“Cheer up, old top; le’s forget it and go hunting!” he grinned.
But Scotty’s tenacious persistence now came to his rescue. He turned to Big John. “There’s a mine around Pinacate somewhere, John, sure as we stand here!” he gritted. “I doubt if the Papagoes of that day knew how to tell that friar east or west in Spanish very clearly. And a mine wouldn’t be found in this lava but in granite outcroppings if I know anything about mining. I’m game to stay here and look for it, boys, while you’re hunting sheep.”

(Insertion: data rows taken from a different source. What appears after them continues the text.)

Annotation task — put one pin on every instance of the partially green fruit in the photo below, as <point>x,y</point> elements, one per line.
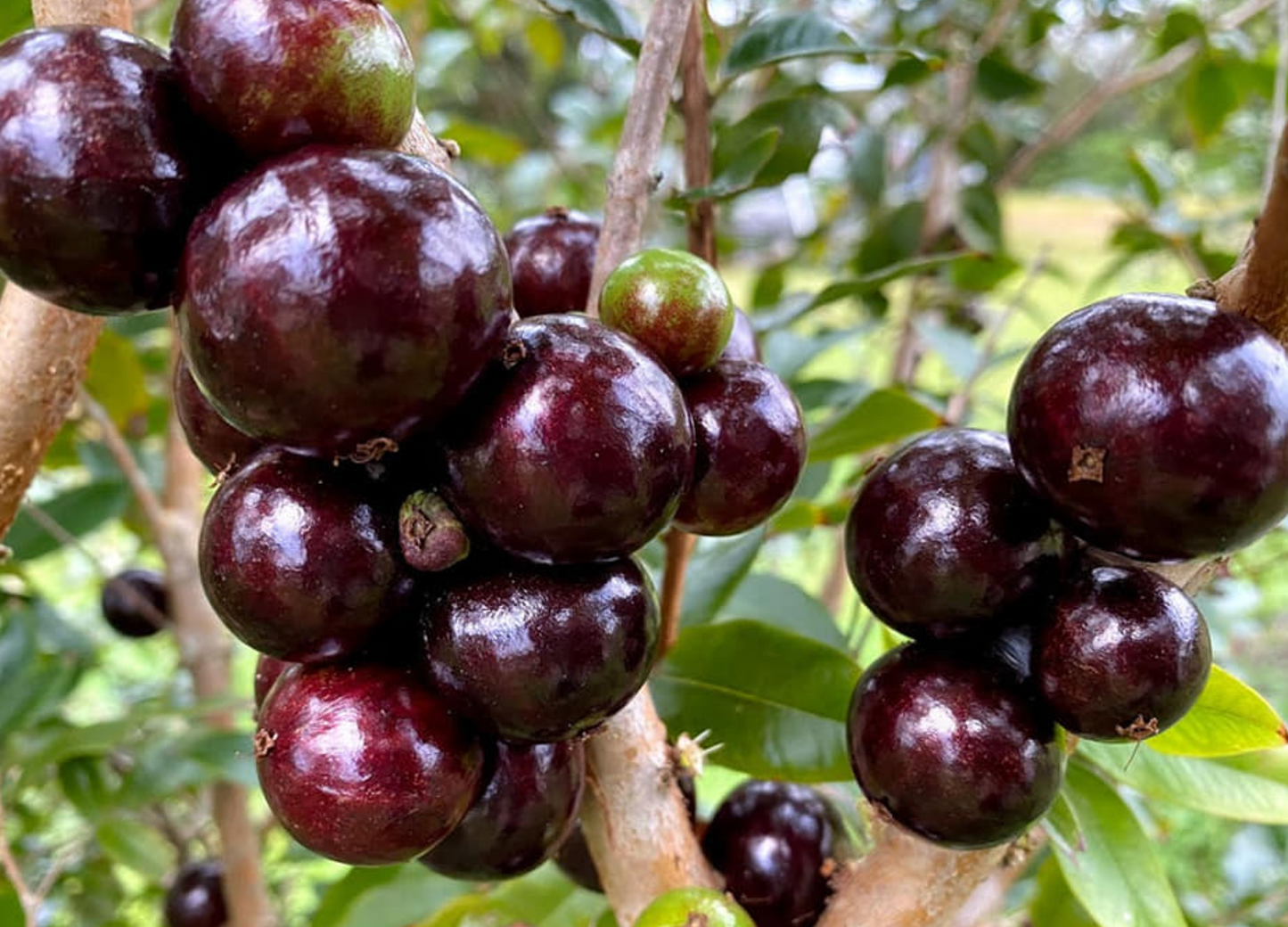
<point>694,908</point>
<point>674,303</point>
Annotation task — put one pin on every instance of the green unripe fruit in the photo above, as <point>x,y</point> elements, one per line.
<point>694,908</point>
<point>674,303</point>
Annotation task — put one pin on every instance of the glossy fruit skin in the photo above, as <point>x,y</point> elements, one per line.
<point>267,669</point>
<point>529,805</point>
<point>573,855</point>
<point>674,303</point>
<point>750,451</point>
<point>322,307</point>
<point>135,603</point>
<point>217,445</point>
<point>98,168</point>
<point>1157,426</point>
<point>196,897</point>
<point>578,451</point>
<point>742,344</point>
<point>537,653</point>
<point>946,538</point>
<point>552,258</point>
<point>364,764</point>
<point>693,908</point>
<point>772,842</point>
<point>300,559</point>
<point>340,71</point>
<point>1123,655</point>
<point>952,747</point>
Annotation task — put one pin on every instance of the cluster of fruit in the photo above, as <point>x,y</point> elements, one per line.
<point>427,506</point>
<point>1154,428</point>
<point>775,843</point>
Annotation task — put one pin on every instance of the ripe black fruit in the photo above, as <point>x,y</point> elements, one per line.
<point>946,537</point>
<point>1157,426</point>
<point>135,603</point>
<point>1123,657</point>
<point>775,845</point>
<point>952,747</point>
<point>196,897</point>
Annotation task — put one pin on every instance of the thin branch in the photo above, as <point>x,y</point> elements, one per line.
<point>633,179</point>
<point>1086,109</point>
<point>116,446</point>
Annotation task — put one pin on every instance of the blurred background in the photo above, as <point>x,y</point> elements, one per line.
<point>902,209</point>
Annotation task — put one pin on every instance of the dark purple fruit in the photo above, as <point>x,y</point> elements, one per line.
<point>674,303</point>
<point>299,558</point>
<point>135,603</point>
<point>573,857</point>
<point>576,449</point>
<point>336,300</point>
<point>750,451</point>
<point>1123,657</point>
<point>543,653</point>
<point>275,75</point>
<point>267,669</point>
<point>97,168</point>
<point>742,344</point>
<point>526,808</point>
<point>775,845</point>
<point>216,443</point>
<point>1157,426</point>
<point>196,897</point>
<point>952,747</point>
<point>552,258</point>
<point>364,764</point>
<point>947,538</point>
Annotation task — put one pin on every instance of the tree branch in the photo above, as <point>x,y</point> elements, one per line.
<point>633,816</point>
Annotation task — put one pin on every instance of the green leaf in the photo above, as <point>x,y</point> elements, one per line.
<point>604,17</point>
<point>1116,874</point>
<point>880,417</point>
<point>729,677</point>
<point>718,567</point>
<point>115,379</point>
<point>1229,718</point>
<point>775,39</point>
<point>76,512</point>
<point>778,603</point>
<point>135,846</point>
<point>1206,785</point>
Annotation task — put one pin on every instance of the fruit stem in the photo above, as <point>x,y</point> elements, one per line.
<point>631,179</point>
<point>1258,286</point>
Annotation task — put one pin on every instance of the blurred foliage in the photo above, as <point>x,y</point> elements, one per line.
<point>895,271</point>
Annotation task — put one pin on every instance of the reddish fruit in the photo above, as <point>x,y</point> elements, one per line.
<point>1123,657</point>
<point>135,603</point>
<point>576,449</point>
<point>952,747</point>
<point>526,808</point>
<point>196,897</point>
<point>275,75</point>
<point>98,168</point>
<point>216,443</point>
<point>322,308</point>
<point>750,435</point>
<point>300,558</point>
<point>552,258</point>
<point>947,538</point>
<point>1157,426</point>
<point>543,653</point>
<point>364,764</point>
<point>674,303</point>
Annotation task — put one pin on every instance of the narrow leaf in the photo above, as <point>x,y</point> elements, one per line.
<point>1116,874</point>
<point>729,677</point>
<point>1229,718</point>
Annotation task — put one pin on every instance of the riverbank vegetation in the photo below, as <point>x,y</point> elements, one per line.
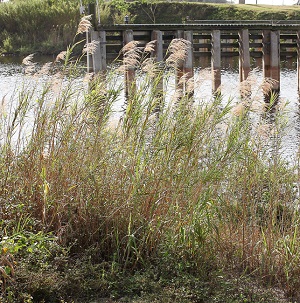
<point>48,27</point>
<point>167,199</point>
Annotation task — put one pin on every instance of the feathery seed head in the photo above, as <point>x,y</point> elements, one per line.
<point>84,24</point>
<point>90,47</point>
<point>61,56</point>
<point>28,60</point>
<point>150,46</point>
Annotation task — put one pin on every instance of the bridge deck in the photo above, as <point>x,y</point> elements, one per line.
<point>293,25</point>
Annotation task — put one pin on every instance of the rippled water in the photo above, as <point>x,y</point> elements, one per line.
<point>12,77</point>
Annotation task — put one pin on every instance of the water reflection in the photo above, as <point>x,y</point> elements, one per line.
<point>11,75</point>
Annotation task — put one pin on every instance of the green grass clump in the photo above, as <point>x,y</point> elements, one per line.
<point>171,189</point>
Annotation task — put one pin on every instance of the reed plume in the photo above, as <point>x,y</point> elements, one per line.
<point>84,24</point>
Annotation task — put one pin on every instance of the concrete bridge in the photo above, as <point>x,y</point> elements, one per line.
<point>270,39</point>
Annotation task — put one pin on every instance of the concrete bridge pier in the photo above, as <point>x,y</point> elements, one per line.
<point>130,84</point>
<point>271,62</point>
<point>244,54</point>
<point>99,55</point>
<point>158,56</point>
<point>188,65</point>
<point>216,60</point>
<point>298,59</point>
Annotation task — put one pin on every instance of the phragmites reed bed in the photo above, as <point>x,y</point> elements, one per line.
<point>182,187</point>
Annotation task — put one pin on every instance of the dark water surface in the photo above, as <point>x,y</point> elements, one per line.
<point>12,77</point>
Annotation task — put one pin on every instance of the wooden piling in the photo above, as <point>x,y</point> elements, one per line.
<point>179,70</point>
<point>89,59</point>
<point>130,84</point>
<point>216,60</point>
<point>271,60</point>
<point>99,55</point>
<point>275,60</point>
<point>158,56</point>
<point>266,41</point>
<point>244,54</point>
<point>188,65</point>
<point>298,59</point>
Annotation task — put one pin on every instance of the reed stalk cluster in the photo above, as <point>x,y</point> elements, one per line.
<point>195,185</point>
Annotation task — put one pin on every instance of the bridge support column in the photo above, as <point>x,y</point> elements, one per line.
<point>179,70</point>
<point>99,55</point>
<point>130,84</point>
<point>298,59</point>
<point>216,60</point>
<point>158,56</point>
<point>244,51</point>
<point>89,59</point>
<point>271,61</point>
<point>188,65</point>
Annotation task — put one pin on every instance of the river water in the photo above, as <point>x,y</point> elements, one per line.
<point>12,77</point>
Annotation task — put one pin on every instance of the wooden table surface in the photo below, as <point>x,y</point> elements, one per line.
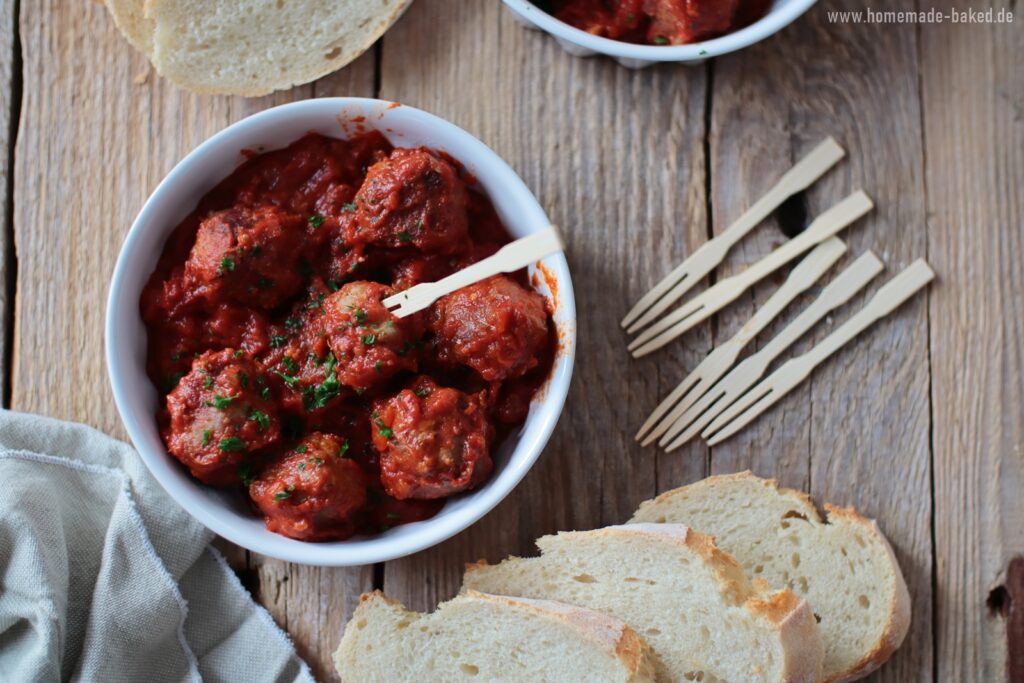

“Yaas, you pore lamb!” said Big John soothingly. “I’ll tell ye: Them Hornaday mountains is granite. An’ they’re twenty miles northwest of Pinacate! Put that in yore face an’ chaw it, if it’s any comfort to ye.”
CHAPTER V
RED MESA
ACROSS a bare and sandy divide wallowed and crunched a weary party of horses, men, and dogs. Bare and desolate mountains surrounded them, and one rose in sheer gray granite, capped by a black stratum of lava, apparently two hundred feet thick. Of even desert vegetation there was not a trace here. The sand buried everything, even the mountain sides. One could hear the faint lisp-lisp of it, moving stealthily along, grain by grain, under the flow of the southwesterly winds rolling up from the Gulf of California.
“Shore this is the country that Gawd jest didn’t know what to do with!” ejaculated Big John, mopping his sweating forehead and getting a new bite on the corner of his bandanna with his teeth. “Whar’s yore desert gyarden, hyarabouts, Sid?”
“We’ll come to it, just over the ridge—according to the map made by the Hornaday expedition,” replied Sid cheerily. For perhaps the twentieth time since they had left Represa Tank early that morning, that little book-page map was taken out and scanned by the whole party. Big John always liked to convince himself, by standing on the map as it were, that they were really following it. In these endless dunes it would be easy to take the wrong gap and miss MacDougal Pass altogether.
“See?” said Sid, pointing out the landmarks, “that range ahead of us they named the Hornaday mountains. They abut on the Pass in a right angle. I’d give a lot to know what’s in that angle behind them! No one knows. There’s a little piece of the earth for you, Scotty, as unexplored as the North Pole!”
Scotty said nothing. He had not yet recovered from the disappointment of finding Red Mesa apparently a myth. The whole business looked worse than ever now. Even assuming that the Papagoes might have been confused in translating east and west and so have given Fra Pedro the wrong compass bearing, twenty-one miles northwest of Pinacate would be right here, where they were now riding—and there was no such thing as a mesa in sight anywhere! The mountains here were all of rugged gray granite, tumbled and saw-toothed, with faint tinges of green showing where some hardy desert vegetation had got a roothold. Mesa! This was volcanic country, all cones or jagged outcroppings of granite! thought Scotty, disconsolately.
He rode on dejectedly after Niltci and the dogs, who were scouring the sand for game tracks. A short way from here the first tracks of sheep had been seen by the Hornaday party, and further south antelope had been shot by John Phillips in the craters of the extinct volcanoes which dotted this country.